Their home was much as she had described. It was a modest but very pretty house with Wedgwood blue shutters and a walkway bordered by waist-high bushes, a flower bed in front, and a small fountain with a pair of birds at the center. The water ran down their beaks as though they had just dipped them into the pond for a drink.
The two-car garage door went up, revealing a very organized and well-kept garage with cabinets and shelves. Even the garage floor looked like it was scrubbed clean daily. Their second car was an SUV, and I could see the golf clubs in the rear, the heads of which were looking out the window, impatiently waiting for Papa Prescott to make use of them. He carried my things into the house, and then Nana Prescott showed me about.
Everything looked untouched. It was like a model home, with magazines neatly in the racks, furniture polished and looking unused, not a thing out of place. They had a big-screen television set in their family room, as they called it. Somehow, I expected to see a piano. In my mind's eye, there was always a piano in a home. It couldn't be a home without one. I could often hear Mama playing it, the melodies trailing through my memory, weaving in and out of visions like so much musical thread.
Something's not right here, I thought. It wasn't just the neatness, either. What was it? I wondered, and then I realized, that this house was too quiet. There were no voices whispering, no footsteps to be heard, no doors opening and closing. Even the dust didn't move when it was caught in a ray of light. Stillness lay like cellophane over the doors, the walls, the windows and floors. Because of that, the Prescotts spoke very softly, and when they walked, they seemed to be tiptoeing over the carpets and flooring, as if there was someone sleeping upstairs who must not be woken.
"We'll get you settled in," Nana Prescott said. "Papa will be off to play golf with his buddies, but you and I can get to know each other better. You can help me in the kitchen. Do you like roast pork? I thought we'd have that as a special occasion dinner."
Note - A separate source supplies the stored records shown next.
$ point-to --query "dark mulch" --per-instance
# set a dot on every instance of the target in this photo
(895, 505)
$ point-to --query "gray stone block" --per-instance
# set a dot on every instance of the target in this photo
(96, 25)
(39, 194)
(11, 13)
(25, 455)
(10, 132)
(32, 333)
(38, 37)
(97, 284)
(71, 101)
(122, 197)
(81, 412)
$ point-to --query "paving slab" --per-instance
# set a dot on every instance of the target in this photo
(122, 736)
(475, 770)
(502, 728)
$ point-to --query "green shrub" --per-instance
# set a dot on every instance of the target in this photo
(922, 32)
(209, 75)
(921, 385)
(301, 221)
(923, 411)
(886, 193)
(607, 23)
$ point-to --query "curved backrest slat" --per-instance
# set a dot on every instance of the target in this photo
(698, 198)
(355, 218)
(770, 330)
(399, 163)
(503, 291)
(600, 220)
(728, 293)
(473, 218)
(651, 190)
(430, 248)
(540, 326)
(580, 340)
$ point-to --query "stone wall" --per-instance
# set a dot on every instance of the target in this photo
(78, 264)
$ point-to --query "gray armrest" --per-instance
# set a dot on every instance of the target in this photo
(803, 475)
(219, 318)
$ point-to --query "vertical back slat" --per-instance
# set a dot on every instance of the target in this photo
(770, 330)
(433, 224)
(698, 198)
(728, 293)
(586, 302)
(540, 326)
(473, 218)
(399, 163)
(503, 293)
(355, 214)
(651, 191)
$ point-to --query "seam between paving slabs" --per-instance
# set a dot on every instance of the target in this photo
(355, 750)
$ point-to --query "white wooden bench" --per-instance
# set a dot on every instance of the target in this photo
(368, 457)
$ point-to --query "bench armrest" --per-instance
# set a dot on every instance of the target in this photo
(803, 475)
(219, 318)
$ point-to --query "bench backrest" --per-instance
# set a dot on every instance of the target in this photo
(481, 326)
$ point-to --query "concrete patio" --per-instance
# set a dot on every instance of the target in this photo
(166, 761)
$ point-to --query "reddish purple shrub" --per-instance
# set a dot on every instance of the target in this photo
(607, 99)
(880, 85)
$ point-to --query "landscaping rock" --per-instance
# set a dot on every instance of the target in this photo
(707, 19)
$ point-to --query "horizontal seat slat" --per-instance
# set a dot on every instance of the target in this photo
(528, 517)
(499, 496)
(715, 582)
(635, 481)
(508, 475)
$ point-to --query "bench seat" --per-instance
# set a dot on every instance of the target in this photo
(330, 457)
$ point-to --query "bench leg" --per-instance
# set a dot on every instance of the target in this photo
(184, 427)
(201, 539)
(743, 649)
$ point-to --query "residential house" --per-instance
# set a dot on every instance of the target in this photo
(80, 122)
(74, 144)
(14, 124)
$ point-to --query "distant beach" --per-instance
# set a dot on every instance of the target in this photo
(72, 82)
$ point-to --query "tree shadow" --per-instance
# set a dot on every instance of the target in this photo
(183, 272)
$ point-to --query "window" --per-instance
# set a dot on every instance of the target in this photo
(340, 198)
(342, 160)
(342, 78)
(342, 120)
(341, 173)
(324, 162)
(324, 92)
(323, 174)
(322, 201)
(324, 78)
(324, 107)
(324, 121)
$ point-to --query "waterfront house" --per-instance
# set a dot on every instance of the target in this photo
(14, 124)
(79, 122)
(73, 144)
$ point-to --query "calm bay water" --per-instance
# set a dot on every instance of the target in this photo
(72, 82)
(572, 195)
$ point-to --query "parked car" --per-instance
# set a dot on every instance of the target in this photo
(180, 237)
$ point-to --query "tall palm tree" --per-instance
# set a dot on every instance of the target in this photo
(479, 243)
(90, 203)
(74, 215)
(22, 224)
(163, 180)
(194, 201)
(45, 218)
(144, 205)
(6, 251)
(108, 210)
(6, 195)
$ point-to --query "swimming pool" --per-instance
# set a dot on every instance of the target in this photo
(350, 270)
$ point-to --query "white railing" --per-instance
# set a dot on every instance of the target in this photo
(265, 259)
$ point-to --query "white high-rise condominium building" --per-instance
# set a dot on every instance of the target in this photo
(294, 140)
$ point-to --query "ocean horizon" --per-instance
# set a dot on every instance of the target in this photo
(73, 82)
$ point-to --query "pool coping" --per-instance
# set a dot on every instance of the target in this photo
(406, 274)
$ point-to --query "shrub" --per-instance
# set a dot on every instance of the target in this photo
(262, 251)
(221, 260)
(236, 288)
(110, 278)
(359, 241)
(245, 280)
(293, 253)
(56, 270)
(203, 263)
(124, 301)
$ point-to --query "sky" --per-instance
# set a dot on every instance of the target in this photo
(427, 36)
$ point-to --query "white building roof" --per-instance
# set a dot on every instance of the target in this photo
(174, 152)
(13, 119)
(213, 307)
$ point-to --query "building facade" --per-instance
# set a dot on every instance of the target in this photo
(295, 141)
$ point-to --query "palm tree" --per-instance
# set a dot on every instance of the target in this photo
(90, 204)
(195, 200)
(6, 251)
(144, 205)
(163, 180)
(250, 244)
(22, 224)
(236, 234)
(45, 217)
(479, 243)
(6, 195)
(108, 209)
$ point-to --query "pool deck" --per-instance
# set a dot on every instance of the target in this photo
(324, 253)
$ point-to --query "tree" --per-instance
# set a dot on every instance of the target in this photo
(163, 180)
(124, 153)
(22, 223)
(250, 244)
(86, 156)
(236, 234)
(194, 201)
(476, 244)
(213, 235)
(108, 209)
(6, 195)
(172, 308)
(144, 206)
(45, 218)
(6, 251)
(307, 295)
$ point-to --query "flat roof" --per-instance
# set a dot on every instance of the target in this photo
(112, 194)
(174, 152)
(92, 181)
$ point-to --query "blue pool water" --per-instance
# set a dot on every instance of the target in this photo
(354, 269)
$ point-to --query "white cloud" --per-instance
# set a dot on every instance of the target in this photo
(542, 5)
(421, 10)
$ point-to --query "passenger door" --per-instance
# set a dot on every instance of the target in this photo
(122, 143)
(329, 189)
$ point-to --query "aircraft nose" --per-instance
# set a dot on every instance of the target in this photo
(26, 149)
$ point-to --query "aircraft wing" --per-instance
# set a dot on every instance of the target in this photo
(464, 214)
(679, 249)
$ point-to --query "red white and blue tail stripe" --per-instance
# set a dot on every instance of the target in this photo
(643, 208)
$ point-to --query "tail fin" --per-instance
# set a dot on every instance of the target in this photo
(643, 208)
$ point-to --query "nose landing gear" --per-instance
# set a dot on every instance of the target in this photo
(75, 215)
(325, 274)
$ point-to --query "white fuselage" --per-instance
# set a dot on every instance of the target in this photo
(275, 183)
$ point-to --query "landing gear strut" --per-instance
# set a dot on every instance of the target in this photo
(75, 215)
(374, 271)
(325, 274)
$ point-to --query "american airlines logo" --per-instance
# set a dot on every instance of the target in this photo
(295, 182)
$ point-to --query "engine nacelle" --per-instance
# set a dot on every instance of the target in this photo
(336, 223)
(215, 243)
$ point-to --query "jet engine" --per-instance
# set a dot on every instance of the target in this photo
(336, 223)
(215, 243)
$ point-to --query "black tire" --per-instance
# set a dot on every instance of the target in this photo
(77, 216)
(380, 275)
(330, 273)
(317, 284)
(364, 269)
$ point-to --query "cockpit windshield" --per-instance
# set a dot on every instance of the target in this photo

"I don't know," I said. I really didn't. I couldn't remember ever having it.
"Well, if you don't, I'll just make you something else right away," Nana Prescott promised.
They took me up to see my room, hoping it would be to my liking. My liking? How could I, an orphan for so many years, not be happy to have my own room?
Nana Prescott had gone out and bought brandnew bedding for the queen-size bed and had Papa Prescott hang new white and pink curtains. They had a maid twice a week, and it was obvious she had spent a lot of time getting everything looking brand-new. Spotless windows gleamed. The mauve carpet was vacuumed so that it looked recently laid, and all the furniture had been polished until I could see my face reflected in the wood. It was a pretty room, much prettier than anywhere I had slept since I had left the farm, of course.